Best strategy for training when certain weights cannot be updated for hours

This isn’t really a PyTorch-specific question, but I am using PyTorch and thought I would ask here.

I should also point out that it is more of a worry I have at this point than something I have empirically validated to be a serious problem.

I have a model that is trying to produce speech for many different speakers. I train an embedding for each speaker. However, because there are so many speakers, a speaker embedding can go hours with no training. I am worried that it could get really out of sync with what has happened to the weights in the model. Is there standard advice for dealing with this situation?

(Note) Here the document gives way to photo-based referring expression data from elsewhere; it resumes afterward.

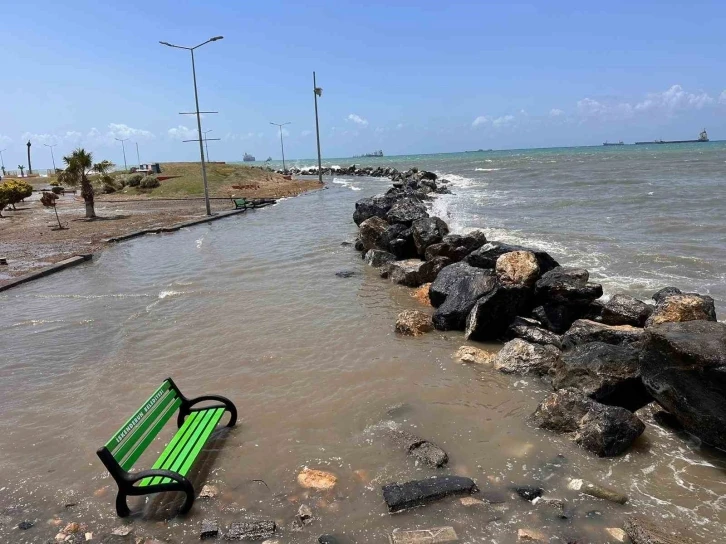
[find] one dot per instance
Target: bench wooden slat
(175, 447)
(130, 441)
(141, 446)
(134, 420)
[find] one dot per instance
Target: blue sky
(405, 77)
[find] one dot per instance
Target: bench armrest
(229, 406)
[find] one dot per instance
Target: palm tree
(78, 164)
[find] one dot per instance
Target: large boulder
(531, 331)
(371, 231)
(625, 310)
(680, 308)
(428, 231)
(486, 256)
(520, 357)
(492, 314)
(406, 272)
(604, 430)
(517, 268)
(375, 206)
(584, 331)
(604, 372)
(450, 276)
(407, 210)
(608, 431)
(683, 366)
(377, 258)
(462, 296)
(569, 286)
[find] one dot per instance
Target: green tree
(78, 165)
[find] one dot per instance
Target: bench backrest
(132, 439)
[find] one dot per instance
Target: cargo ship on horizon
(702, 138)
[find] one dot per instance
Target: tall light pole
(206, 145)
(282, 146)
(123, 147)
(51, 154)
(317, 91)
(199, 119)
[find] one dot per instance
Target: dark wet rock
(210, 529)
(371, 232)
(305, 514)
(520, 357)
(558, 318)
(531, 331)
(683, 366)
(377, 258)
(406, 272)
(492, 313)
(660, 295)
(528, 492)
(486, 256)
(604, 372)
(430, 269)
(599, 491)
(681, 308)
(585, 332)
(375, 206)
(419, 492)
(568, 286)
(462, 299)
(450, 278)
(608, 431)
(428, 231)
(406, 211)
(255, 530)
(643, 531)
(562, 411)
(625, 310)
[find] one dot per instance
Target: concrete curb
(57, 267)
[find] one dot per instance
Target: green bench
(169, 472)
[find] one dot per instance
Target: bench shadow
(165, 506)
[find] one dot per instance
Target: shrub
(149, 182)
(134, 180)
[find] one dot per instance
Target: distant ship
(702, 138)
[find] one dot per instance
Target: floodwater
(250, 307)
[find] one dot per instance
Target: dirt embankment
(29, 242)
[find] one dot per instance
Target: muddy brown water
(250, 307)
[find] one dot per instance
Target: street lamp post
(123, 147)
(282, 146)
(317, 91)
(51, 154)
(199, 120)
(206, 145)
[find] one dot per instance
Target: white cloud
(503, 121)
(481, 120)
(182, 133)
(357, 119)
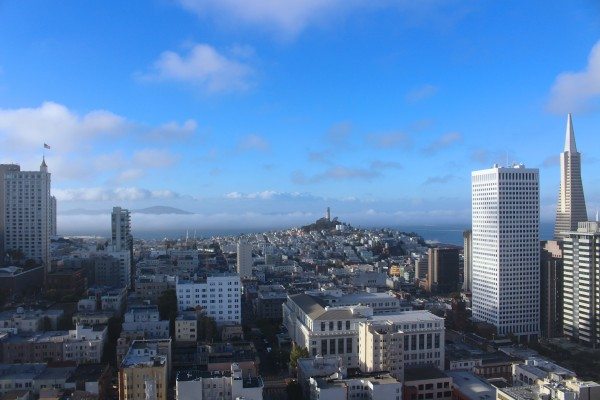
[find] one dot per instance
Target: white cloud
(253, 142)
(130, 174)
(443, 142)
(578, 91)
(268, 195)
(421, 93)
(173, 131)
(288, 17)
(205, 67)
(111, 194)
(56, 125)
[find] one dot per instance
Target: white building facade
(338, 330)
(27, 209)
(244, 259)
(219, 295)
(506, 253)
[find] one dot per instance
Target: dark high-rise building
(581, 286)
(570, 208)
(551, 289)
(442, 274)
(4, 168)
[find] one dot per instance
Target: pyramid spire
(570, 136)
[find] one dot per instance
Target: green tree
(294, 391)
(296, 353)
(167, 308)
(46, 324)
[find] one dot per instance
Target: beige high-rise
(570, 208)
(27, 213)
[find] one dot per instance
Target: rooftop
(522, 392)
(408, 316)
(472, 386)
(423, 373)
(88, 372)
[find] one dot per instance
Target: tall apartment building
(219, 295)
(380, 348)
(551, 289)
(4, 168)
(467, 260)
(144, 373)
(506, 253)
(244, 259)
(27, 213)
(581, 285)
(121, 229)
(52, 216)
(570, 208)
(122, 244)
(442, 273)
(421, 267)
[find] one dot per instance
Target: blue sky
(261, 113)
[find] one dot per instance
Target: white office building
(27, 208)
(336, 330)
(581, 284)
(244, 259)
(377, 387)
(506, 250)
(218, 295)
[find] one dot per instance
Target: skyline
(255, 125)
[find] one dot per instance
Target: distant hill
(157, 210)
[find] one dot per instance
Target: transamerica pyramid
(570, 208)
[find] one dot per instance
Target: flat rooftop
(408, 316)
(522, 392)
(472, 386)
(423, 373)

One thing I was thinking about was that when I start training on a new speaker, for some initial lockout period to train the speaker embedding only and not the rest of the model (but this wastes time, and it could be tricky to set the learning rate correctly, and adaptive techniques like ADAM might not perform as expected in a scenario where there are temporal discontinuities between training steps). Another thought I had is that it might mitigate the issue to stagger speaker changes (but that would make the loading code more complex). Another possible mitigator is that early in training, when things are moving most quickly, I could change speakers very rapidly, even if that is not optimal for other reasons (like it has more overhead or makes it impossible to learn longer term dependencies).

This is a tricky situation. However, if you have a large set of speakers, then on-average you have an “expired” embedding. So the network will likely regularize for this effect implicitly. I’m not convinced that you’d need to do anything explicitly.